Even IF the backup server wasn't public, why was the DB server? It's quite possible to have a db server running on a VPN, feeding a public forum, so that the hacker then has to guess the db server as well.

Meh, we are all doing a bit of armchair quarterbacking, myself included, but the fact that this has happened multiple times in the past year is, in fact, quite disturbing, and shows just how lax security is here.

You're kidding, right? 5.5 million + posts, over 200k registered users. You're not talking a small databae, you're talking something that's more around the size of 50+ gig. A "home backup" would take even the most intense download connection days to go through. On top of that, you have trust issues there as well. Who do you trust with the data? I know there's a few up there that I wouldn't trust personally.

I agree with you here. 50+ gigs on a daily basis, the bandwith costs, ahh! Yeah, it all comes down to trust. But, RackSpace is a trusted organization for sure..I mean they make $400 million yearly, have a stock, are a reputable company for many corporations.

However as you said linux-tech, the WAYS they backed up were incorrect. VPN would be a choice.

Maybe you should help them out; you seem experienced :P.

Good lord I need to start visiting this place more often.

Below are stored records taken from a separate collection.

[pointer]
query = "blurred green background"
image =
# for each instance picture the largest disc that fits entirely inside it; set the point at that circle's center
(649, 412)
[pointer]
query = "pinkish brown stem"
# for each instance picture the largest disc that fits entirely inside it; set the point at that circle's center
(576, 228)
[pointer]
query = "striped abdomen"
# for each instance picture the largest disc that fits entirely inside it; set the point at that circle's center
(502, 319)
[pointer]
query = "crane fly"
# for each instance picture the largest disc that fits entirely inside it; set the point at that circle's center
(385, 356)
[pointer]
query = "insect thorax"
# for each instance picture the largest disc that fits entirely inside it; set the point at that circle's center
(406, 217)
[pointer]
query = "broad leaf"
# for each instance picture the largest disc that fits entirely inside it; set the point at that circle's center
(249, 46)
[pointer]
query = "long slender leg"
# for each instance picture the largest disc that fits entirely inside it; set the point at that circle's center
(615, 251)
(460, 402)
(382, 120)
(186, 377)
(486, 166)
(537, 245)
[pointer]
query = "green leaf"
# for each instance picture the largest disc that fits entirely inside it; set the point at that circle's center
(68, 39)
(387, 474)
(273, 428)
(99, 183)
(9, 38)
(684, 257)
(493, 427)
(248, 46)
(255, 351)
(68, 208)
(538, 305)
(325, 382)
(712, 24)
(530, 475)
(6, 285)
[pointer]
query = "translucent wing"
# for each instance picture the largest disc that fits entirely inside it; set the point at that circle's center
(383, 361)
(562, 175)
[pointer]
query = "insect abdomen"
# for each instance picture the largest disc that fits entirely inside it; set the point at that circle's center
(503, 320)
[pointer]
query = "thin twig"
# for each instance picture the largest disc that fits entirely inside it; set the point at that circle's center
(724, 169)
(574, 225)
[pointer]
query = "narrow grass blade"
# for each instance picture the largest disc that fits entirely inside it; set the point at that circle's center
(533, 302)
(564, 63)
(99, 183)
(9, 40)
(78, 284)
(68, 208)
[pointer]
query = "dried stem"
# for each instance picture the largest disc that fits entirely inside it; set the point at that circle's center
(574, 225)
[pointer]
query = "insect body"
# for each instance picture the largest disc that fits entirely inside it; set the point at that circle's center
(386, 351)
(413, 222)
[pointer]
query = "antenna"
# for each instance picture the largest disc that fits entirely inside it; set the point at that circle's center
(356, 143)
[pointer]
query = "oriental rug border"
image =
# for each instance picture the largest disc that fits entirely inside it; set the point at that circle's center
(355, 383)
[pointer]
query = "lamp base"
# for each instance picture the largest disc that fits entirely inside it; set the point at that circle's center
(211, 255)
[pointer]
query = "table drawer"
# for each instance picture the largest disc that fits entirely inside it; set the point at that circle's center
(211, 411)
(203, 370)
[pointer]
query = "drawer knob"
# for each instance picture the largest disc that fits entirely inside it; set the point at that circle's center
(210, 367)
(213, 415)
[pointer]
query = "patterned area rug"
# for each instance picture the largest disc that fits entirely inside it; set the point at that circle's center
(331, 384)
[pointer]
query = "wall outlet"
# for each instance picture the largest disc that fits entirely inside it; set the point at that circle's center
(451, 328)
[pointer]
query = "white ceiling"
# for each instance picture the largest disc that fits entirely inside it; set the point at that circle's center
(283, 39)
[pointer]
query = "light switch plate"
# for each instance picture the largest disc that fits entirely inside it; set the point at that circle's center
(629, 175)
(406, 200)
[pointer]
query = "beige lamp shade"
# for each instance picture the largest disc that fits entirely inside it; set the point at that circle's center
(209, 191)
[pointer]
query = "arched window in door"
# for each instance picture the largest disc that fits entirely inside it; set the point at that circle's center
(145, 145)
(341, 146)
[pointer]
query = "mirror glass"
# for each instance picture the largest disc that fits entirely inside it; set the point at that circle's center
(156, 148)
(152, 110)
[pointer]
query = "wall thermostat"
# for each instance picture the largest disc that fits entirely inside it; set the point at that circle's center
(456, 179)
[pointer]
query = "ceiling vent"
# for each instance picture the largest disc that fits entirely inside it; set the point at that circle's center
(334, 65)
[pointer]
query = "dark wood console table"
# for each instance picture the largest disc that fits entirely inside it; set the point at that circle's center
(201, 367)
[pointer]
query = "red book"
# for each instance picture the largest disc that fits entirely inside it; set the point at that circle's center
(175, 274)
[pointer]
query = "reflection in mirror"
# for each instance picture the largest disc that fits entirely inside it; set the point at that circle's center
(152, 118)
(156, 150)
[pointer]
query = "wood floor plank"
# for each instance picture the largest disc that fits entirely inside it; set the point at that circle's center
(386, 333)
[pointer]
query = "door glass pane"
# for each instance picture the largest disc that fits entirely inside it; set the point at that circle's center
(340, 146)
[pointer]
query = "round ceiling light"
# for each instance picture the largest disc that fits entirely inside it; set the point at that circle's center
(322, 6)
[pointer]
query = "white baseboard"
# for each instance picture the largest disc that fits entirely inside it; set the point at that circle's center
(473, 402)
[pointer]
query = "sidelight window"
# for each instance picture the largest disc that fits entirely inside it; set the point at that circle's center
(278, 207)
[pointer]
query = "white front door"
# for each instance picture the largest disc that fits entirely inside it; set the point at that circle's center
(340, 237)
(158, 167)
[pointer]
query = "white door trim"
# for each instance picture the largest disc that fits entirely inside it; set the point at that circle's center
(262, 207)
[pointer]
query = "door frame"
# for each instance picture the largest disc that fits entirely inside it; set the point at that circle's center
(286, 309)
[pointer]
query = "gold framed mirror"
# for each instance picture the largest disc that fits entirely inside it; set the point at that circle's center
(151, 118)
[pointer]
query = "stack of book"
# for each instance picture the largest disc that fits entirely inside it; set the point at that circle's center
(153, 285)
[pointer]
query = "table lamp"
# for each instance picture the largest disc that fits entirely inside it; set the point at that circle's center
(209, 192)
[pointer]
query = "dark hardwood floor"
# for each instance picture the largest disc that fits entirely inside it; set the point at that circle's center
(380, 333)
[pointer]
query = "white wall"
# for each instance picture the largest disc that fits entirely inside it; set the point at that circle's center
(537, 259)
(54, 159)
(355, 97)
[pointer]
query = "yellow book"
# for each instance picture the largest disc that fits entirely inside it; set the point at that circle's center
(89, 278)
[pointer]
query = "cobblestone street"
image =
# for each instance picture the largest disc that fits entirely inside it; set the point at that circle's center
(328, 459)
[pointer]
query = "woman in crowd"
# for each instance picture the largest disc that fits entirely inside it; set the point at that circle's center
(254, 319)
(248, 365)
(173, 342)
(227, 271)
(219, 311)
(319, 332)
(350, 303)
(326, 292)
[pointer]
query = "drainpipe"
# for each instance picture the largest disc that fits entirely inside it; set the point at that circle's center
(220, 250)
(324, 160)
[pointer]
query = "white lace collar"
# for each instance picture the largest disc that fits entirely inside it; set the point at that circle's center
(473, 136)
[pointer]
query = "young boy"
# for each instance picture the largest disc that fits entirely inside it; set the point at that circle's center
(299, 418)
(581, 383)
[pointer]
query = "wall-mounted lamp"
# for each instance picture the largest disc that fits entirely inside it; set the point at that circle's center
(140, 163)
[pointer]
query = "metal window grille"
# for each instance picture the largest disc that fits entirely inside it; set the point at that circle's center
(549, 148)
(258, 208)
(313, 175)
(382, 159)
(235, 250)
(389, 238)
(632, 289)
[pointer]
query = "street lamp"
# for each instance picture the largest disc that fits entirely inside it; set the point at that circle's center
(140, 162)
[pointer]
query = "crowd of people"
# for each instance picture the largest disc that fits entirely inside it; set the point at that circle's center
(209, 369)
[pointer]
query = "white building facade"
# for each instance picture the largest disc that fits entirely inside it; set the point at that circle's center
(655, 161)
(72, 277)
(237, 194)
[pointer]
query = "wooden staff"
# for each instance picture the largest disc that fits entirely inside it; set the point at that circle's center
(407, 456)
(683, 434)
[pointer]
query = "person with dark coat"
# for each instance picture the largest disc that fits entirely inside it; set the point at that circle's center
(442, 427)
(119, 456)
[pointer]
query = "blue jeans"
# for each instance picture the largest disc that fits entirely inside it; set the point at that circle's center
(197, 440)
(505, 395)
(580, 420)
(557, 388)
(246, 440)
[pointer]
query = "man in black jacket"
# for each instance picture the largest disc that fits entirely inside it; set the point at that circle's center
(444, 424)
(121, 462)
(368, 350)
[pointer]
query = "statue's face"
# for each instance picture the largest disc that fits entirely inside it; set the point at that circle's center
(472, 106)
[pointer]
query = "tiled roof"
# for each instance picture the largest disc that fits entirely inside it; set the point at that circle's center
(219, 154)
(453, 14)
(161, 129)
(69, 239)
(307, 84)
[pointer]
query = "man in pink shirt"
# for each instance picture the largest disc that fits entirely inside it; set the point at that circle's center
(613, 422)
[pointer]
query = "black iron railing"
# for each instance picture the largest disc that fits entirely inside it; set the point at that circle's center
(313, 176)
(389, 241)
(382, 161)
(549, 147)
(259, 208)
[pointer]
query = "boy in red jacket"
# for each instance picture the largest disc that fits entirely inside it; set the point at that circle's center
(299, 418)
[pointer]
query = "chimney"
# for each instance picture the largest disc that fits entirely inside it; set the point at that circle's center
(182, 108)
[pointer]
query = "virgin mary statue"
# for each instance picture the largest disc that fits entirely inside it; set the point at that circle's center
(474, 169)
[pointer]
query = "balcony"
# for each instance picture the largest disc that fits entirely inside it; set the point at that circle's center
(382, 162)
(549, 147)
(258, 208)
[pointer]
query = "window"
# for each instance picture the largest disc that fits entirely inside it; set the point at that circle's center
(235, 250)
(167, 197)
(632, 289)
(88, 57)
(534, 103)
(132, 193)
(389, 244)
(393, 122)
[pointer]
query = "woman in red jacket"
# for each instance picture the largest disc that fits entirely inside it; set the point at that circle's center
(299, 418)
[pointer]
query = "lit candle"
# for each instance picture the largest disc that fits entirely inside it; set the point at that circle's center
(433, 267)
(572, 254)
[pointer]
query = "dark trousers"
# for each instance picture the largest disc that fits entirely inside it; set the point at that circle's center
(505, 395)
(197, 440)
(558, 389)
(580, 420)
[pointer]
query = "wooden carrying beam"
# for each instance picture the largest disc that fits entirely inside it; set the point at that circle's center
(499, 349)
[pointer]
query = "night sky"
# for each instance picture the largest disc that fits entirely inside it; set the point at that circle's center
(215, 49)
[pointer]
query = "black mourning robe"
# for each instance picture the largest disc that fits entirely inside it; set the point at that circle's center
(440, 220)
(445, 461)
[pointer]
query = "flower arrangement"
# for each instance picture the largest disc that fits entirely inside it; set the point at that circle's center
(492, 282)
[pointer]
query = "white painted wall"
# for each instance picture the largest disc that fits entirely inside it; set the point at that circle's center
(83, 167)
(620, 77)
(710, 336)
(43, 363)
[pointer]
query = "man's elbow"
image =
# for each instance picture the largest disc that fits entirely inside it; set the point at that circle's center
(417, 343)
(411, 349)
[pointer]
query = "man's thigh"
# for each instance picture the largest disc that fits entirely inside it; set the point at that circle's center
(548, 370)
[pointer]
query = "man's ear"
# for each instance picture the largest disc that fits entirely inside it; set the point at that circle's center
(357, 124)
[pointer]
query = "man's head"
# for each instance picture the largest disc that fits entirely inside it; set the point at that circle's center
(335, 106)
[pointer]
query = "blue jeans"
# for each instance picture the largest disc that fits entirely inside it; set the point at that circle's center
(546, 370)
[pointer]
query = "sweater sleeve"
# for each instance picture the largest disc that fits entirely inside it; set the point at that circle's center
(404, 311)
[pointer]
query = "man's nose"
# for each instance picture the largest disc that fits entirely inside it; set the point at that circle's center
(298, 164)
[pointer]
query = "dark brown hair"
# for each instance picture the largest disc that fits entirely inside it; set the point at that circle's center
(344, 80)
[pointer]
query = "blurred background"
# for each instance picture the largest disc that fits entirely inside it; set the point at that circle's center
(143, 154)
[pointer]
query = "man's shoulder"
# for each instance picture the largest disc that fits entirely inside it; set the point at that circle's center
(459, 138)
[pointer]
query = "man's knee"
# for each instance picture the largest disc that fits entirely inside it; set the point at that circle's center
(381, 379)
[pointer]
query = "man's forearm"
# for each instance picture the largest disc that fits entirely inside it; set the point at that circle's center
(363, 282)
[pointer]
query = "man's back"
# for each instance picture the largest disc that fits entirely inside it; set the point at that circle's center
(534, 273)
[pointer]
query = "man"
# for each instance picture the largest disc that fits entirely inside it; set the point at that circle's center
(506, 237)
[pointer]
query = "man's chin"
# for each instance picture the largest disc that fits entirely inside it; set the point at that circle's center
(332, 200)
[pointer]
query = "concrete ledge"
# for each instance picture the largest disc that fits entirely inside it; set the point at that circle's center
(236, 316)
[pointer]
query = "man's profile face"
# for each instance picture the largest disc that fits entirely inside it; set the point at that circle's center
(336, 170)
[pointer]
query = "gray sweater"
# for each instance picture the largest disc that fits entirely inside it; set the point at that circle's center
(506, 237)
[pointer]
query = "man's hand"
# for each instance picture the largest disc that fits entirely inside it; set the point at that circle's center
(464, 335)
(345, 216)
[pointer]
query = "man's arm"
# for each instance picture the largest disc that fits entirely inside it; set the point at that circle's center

I disagree with it being 50gb.

I have a client who had 44 million posts, 250k users over a million threads, and it was only 25gb.

I disagree with it being 50gb.

I had a client who had 44 million posts, 250k users over a million threads, and it was only 25gb.

Yeah, WHT puts like LOADS of advertisements, banners, addons, mods, hidden trackers, and more.

SQL dump files compress fairly well being plain text. It would probably be a few GB at most. The home backup does not need to be daily, maybe weekly, but at least you know your data is in your own hands and not thousands of miles away.